During the Lunar New Year holiday, Samsung Display reduced operations of its factories for liquid-crystal display panels and display modules in Suzhou and Dongguan, respectively, at minimal levels.

LG Display will also restart its display module plants in Yentai and Nanjing on Monday, according to the company.

In the meantime, LG Display will push ahead with the completion of its new Guangzhou plant as scheduled, it said.

LG Display had planned to start running the new facility for organic light-emitting diode panels in the first quarter.

Korean battery makers, LG Chem and SK Innovation, will also resume production at their plants in Nanjing and Changzhou, respectively, on the same day.
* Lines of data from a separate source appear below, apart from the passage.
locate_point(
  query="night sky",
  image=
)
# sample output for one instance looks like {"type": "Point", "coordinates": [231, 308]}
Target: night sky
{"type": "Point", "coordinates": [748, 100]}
LG Chem said the company plans to run its lines with the minimum number of employees hoping to eventually return to normal operations.

However, it remains uncertain yet exactly when the full operations would be possible at the Korean tech firms’ China-based factories, as local workers are expected to return later than they had planned amid persisting anxieties about health conditions.

“Although Korean firms are now starting to get back on track in terms of manufacturing after the extended holidays, it is expected to take time for them to fully recover production rates due to lack of employees on-site,” said an industry official.

Meanwhile, China-based Korean electronic parts suppliers are now keeping their eyes on any possible changes in overall demand in China as they could face a decline in shipments if end-product manufacturers would have to readjust their productions if they are unable to secure other parts and materials.

“(In the manufacturing network of display), if one sector suspends production, a setback is inevitable,” an LG Display official said.

The Korean firms are also ready to ramp up efforts to secure parts and materials to counter potential shortages, which could also affect the overall operations of the plants, according to a local market analyst.